Prove that the points of a circular helix such that the osculator plane in them pass through a point $p$, are all in the same plane.
How can I prove this statement? I've found the osculator plane in any point of a circular helix, but I do not know how to use it.
After some appropriate rotation and translation, a circular helix can be expressed in parametric equations:
$x(t)=a\sin t$
$y(t)=a\cos t$
$z(t)=bt$
for some $a,b\in\mathbb{R}$. We compact this by writing $r(t)=x(t)\mathbf{\hat{i}}+y(t)\mathbf{\hat{j}}+z(t)\mathbf{\hat{k}}$.
We can now find the equations of the tangent vector $\mathbf{T}(t)$ and normal vector $\mathbf{N}(t)$.
$\mathbf{T}(t)=\dfrac{r'(t)}{||r'(t)||}=\dfrac{a\cos t\mathbf{\hat{i}}-a\sin t\mathbf{\hat{j}}+b\mathbf{\hat{k}}}{\sqrt{a^2\cos^2 t+a^2\sin^2t+b^2}}=\dfrac{1}{\sqrt{a^2+b^2}}(a\cos t\mathbf{\hat{i}}-a\sin t\mathbf{\hat{j}}+b\mathbf{\hat{k}})$
$\begin{align} \mathbf{N}(t)=\dfrac{\mathbf{T}'(t)}{||\mathbf{T}'(t)||}=\dfrac{\dfrac{1}{\sqrt{a^2+b^2}}(-a\sin t\mathbf{\hat{i}}-a\cos t\mathbf{\hat{j}})}{\dfrac{1}{\sqrt{a^2+b^2}}\sqrt{a^2\sin^2 t+a^2\cos^2 t}}&=\dfrac{1}{a}(-a\sin \mathbf{\hat{i}}-a\cos t\mathbf{\hat{j}})\\&=-\sin t\mathbf{\hat{i}}-\cos t\mathbf{\hat{j}}\end{align}$
We can now calculate a normal to the osculating plane = $k(\mathbf{T}(t)\times \mathbf{N}(t))$, for some $k\in\mathbb{R}$. For the sake of ease of computation, we will choose the normal that is
$\begin{align}(a\cos t\mathbf{\hat{i}}-a\sin t\mathbf{\hat{j}}+b\mathbf{\hat{k}})\times(-\sin t\mathbf{\hat{i}}-\cos t\mathbf{\hat{j}})&= \left|\begin{matrix} i & j & k\\ a\cos t & -a\sin t &b\\ -\sin t & - \cos t&0\\ \end{matrix}\right| \\&=b\cos t\mathbf{\hat{i}}-b\sin t\mathbf{\hat{j}}-a\mathbf{\hat{k}} \end{align}$
Hence the equation for the osculating plane at point $\mathbf{P}(a\sin t,a\cos t,bt)$ is $$b\cos t(x-a\sin t)-b\sin t(y-a\cos t)-a(z-bt)=0$$ which can be simplified to $$(b\cos t)x-(b\sin t)y+abt=az$$
Finally, we have that the plane passes through point $p=(x_1,y_1,z_1)$ for all $t$. Hence $$(b\cos t)x_1-(b\sin t)y_1+abt=az_1$$ for all $t$. Note that the right hand side of this equation is constant, while the left hand side can be written as $b((\cos t)x_1-(\sin t)y_1+at)$. For the moment assuming that $a\ne0$ gives us that $(\cos t)x_1-(\sin t)y_1+at$ is never constant, so in order for the left hand side to be constant, we need $b=0$. Finishing up, if $a=0$, we have $(b\cos t)x_1=(b\sin t)y_1$ for all $t$, so $b=0$ unless $x_1=y_1=0$.

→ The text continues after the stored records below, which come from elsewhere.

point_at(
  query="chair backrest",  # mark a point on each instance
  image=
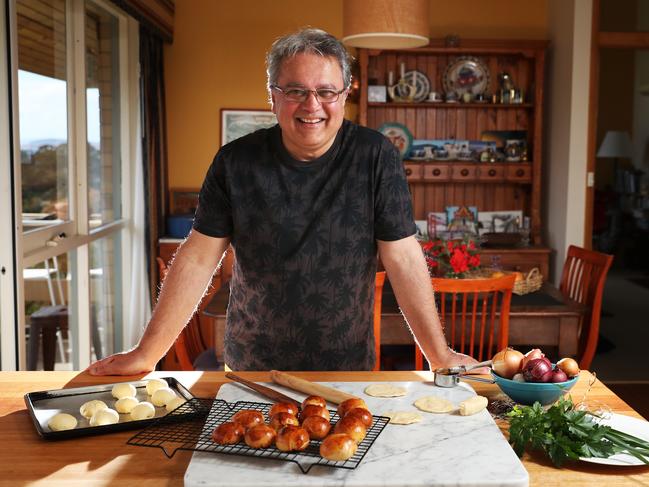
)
(582, 280)
(378, 300)
(469, 310)
(190, 343)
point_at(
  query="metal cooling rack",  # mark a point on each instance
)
(190, 428)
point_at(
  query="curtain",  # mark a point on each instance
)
(154, 146)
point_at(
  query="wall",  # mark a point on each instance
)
(217, 58)
(566, 128)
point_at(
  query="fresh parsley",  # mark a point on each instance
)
(565, 433)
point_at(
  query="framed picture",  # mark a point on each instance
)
(236, 123)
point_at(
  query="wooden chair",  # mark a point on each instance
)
(469, 310)
(378, 298)
(582, 280)
(191, 345)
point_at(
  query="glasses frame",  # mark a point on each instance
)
(308, 92)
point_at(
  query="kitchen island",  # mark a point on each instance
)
(108, 460)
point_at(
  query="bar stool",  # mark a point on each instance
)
(47, 321)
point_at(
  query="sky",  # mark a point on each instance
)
(42, 109)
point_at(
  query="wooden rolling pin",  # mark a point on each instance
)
(330, 394)
(271, 394)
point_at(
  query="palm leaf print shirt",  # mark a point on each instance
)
(304, 236)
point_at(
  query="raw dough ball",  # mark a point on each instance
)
(385, 390)
(123, 390)
(62, 422)
(126, 404)
(144, 410)
(175, 403)
(433, 404)
(155, 384)
(162, 396)
(103, 417)
(473, 405)
(403, 417)
(89, 408)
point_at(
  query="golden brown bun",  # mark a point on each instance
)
(283, 407)
(260, 436)
(292, 438)
(338, 447)
(317, 427)
(315, 400)
(351, 426)
(313, 410)
(349, 404)
(363, 414)
(283, 419)
(248, 418)
(229, 433)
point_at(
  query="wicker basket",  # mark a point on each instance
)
(530, 283)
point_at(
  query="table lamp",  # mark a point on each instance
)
(616, 145)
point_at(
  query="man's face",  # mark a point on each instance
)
(309, 128)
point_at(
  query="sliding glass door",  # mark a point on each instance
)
(72, 78)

To conclude, we have that $b=0$ unless $a=x_1=y_2=0$. However, if $a=0$, we have that $\mathbf{N}(t)$ doesn't exists, so there is no osculating pane. This leaves us with the conclusion that $b=0$, but when we have $b=0$, our original parametric equations become
$x(t)=a\sin t$
$y(t)=a\cos t$
$z(t)=0$,
so all the points of the circular helix are in the same plane.